The eBay bubble is still pretty much solid but not every listing plays by their rules. Hidden between the trades adverts are the private listings which are were any potential bargains lurk. Most people tend to use their classified format. You upload your description and images and set your price. People have to deal with you directly which gives you much more control as the seller.
The auction format carries less guarantees. Unless you set a reserve price, you run the risk of your bike going for less than you want for it. Most auctions on eBay run over a week. Add another week for your buyer to sort his logistics out, borrow a van and take a trip to the bank and it’s quite a lengthy process. Then they could arrive and start haggling. You won’t be too shocked to discover that this does happen, or even worse they could just ignore your messages and never show up!
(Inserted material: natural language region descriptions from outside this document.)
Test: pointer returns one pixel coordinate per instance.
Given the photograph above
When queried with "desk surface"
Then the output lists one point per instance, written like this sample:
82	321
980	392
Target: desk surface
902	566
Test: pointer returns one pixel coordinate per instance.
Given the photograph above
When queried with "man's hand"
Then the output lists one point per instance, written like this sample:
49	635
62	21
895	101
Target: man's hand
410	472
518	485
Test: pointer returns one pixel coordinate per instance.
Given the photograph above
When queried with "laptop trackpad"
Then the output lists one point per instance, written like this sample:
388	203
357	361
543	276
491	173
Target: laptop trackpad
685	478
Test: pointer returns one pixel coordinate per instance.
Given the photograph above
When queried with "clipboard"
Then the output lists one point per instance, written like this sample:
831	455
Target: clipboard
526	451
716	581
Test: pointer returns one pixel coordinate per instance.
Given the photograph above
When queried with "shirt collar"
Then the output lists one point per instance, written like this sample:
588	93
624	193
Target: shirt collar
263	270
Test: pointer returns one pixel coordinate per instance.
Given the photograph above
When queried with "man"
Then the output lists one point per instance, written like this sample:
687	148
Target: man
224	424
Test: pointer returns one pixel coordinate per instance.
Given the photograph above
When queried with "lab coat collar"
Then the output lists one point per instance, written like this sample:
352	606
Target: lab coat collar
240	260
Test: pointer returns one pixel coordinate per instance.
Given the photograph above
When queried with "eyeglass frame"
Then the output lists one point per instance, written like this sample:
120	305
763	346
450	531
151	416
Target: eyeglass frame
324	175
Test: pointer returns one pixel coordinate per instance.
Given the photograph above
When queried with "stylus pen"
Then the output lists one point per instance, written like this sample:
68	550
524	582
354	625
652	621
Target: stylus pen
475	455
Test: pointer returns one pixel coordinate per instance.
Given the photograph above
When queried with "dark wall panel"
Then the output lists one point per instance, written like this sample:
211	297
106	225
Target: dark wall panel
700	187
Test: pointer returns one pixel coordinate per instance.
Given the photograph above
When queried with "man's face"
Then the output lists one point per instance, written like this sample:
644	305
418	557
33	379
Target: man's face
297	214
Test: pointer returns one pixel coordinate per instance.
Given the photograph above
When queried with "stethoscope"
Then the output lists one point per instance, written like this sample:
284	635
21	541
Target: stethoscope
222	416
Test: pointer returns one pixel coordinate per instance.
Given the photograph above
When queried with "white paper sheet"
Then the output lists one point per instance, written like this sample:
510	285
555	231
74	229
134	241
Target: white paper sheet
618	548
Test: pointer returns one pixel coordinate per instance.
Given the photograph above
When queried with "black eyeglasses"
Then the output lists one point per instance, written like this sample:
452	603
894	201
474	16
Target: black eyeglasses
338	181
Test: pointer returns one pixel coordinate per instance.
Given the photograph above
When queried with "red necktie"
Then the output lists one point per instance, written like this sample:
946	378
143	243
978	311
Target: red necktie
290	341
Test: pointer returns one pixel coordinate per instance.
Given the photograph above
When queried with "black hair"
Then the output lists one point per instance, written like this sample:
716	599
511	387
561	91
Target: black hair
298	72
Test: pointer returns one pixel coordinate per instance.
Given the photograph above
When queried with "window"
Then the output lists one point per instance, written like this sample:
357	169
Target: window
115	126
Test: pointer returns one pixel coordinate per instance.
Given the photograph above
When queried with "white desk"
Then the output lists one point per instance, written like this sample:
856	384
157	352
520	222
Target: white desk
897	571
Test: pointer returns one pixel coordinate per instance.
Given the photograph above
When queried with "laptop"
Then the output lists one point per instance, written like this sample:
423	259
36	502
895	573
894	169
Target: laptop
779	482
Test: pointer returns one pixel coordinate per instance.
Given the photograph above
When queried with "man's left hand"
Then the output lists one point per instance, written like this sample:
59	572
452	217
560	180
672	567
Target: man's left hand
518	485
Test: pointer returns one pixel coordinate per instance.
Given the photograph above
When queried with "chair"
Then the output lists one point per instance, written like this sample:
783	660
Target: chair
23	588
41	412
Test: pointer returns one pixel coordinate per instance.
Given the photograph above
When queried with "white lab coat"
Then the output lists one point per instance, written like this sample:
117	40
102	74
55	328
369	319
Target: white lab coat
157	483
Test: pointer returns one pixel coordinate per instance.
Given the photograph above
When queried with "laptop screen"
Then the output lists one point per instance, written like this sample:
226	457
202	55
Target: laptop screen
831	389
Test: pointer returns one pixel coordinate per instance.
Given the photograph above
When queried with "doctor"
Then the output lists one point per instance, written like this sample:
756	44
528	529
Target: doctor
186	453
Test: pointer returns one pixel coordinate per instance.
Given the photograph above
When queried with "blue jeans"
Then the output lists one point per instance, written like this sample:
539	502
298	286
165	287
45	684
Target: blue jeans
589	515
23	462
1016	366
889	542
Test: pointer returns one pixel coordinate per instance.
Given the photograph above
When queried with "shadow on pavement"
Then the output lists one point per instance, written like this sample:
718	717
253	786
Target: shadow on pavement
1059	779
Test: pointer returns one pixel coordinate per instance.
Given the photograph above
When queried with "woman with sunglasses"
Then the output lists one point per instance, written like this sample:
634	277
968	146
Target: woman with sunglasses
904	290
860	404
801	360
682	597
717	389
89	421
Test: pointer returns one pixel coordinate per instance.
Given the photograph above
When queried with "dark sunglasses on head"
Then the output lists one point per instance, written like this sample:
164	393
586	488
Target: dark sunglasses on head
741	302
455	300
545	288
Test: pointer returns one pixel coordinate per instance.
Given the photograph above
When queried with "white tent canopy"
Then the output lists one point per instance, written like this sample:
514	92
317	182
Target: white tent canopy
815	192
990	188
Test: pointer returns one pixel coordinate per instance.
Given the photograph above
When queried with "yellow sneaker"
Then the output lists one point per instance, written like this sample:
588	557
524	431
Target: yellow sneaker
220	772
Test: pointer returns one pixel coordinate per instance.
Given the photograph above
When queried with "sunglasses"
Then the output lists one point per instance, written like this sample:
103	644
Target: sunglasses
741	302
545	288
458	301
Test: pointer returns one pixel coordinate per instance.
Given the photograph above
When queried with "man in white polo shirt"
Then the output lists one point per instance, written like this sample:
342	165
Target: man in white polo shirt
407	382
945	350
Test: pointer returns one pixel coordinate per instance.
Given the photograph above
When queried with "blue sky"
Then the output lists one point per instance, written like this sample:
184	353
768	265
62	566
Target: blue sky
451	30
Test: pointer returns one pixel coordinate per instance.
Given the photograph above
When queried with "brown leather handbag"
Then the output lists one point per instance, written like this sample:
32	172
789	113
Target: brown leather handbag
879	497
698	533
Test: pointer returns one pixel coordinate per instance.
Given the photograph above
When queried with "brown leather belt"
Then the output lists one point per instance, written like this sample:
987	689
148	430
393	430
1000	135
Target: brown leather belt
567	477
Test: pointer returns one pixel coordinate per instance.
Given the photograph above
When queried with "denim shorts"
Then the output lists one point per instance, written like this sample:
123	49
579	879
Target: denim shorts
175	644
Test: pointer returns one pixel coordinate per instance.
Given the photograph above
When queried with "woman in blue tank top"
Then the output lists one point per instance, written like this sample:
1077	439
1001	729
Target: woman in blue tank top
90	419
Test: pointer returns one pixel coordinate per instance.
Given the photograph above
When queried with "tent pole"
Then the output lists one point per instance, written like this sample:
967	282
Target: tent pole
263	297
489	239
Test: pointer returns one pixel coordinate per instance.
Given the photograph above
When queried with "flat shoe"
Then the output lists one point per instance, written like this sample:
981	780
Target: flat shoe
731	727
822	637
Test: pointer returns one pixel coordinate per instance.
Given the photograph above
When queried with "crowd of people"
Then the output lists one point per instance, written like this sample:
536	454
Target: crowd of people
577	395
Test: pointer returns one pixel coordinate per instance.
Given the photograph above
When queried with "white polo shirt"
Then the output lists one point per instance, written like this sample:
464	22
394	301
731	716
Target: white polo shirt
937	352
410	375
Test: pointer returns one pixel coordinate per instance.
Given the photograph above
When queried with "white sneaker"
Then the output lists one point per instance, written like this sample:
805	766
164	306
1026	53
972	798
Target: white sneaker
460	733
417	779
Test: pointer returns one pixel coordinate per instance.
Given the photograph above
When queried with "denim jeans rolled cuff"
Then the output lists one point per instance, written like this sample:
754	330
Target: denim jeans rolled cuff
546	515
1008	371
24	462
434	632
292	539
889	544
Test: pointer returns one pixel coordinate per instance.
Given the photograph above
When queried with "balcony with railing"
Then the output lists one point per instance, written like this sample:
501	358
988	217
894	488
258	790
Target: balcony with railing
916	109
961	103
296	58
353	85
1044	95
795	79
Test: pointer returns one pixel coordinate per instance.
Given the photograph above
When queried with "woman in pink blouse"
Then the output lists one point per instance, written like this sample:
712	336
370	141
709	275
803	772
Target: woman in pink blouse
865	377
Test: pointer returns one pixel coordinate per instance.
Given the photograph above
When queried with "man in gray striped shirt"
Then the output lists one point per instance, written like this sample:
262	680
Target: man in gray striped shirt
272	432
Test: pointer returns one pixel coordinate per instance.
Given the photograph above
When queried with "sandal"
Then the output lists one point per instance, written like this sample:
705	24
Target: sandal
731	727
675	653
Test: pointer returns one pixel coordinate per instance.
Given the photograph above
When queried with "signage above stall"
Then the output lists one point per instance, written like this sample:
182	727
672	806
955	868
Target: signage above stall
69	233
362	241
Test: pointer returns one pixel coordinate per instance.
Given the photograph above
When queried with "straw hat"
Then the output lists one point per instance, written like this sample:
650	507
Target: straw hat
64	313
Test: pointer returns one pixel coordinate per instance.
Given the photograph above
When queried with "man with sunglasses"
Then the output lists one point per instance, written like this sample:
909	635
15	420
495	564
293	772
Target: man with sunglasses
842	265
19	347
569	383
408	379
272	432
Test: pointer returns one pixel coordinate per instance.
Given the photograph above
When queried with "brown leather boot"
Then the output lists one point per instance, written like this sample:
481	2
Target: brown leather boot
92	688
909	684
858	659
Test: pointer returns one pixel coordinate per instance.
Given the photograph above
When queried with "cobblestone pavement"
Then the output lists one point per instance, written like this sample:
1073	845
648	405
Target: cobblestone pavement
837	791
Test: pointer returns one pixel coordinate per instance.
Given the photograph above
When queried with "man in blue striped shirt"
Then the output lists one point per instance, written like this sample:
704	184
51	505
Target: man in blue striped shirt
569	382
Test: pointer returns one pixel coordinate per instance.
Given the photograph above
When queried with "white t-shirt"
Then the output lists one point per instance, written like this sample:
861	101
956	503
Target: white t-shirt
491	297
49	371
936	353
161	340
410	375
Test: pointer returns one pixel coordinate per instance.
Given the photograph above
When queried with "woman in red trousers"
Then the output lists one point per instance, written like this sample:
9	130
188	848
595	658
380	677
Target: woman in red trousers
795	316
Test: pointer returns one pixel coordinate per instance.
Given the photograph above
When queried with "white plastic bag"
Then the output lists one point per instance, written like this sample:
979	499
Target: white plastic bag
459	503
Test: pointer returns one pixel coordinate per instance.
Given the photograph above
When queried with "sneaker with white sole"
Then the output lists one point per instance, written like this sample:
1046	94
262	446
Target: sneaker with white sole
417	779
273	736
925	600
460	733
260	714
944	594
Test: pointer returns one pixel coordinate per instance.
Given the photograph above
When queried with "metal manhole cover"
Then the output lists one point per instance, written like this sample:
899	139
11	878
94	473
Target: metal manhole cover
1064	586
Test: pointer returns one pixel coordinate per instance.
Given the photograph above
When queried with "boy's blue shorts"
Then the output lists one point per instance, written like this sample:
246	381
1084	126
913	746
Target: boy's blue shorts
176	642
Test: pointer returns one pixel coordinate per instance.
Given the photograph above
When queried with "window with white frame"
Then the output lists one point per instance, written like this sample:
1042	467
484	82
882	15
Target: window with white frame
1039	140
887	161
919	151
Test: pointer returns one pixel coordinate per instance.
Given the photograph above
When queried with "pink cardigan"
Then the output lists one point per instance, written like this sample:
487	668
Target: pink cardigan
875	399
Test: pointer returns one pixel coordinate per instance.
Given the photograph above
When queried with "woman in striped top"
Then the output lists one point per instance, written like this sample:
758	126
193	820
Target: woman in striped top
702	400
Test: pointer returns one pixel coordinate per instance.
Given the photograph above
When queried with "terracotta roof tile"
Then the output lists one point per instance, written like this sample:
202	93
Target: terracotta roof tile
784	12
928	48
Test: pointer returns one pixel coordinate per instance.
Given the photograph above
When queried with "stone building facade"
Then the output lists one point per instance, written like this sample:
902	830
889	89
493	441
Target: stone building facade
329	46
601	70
Thankfully there’s a much quicker way to flog your bike and even better it’s free! Facebook, it’s the go to place these days for everything from what your friends are having for dinner to videos of cats on skateboards. It’s also the home of many a buy and sell page. There’s no shortage of pages on Facebook where you can buy and sell motorcycles. One page that I follow is the The Bike Bay. All you have to do is follow the page and you have instant access to not only buying a bike but selling yours too. Keenly priced bikes will often sell within a few hours. Unlike an eBay auction where prices go up, back on Facebook the art of haggling is alive and prices can be negotiated downwards. There’s no shortage of other pages using this format. They range from pages where you can trade classics right through to customs and even unfinished projects.
The bike trade also use social media to promote their shops and they advertise their bikes direct to their profiles. It’s worth adding any shops that are local to you. Some even sell their trade ins on via their page.
The classified isn’t totally dead. Even in this age, there are people who don’t own or use a computer. Local newspapers and notice boards down the sweet shop still throw up the odd used bike gem.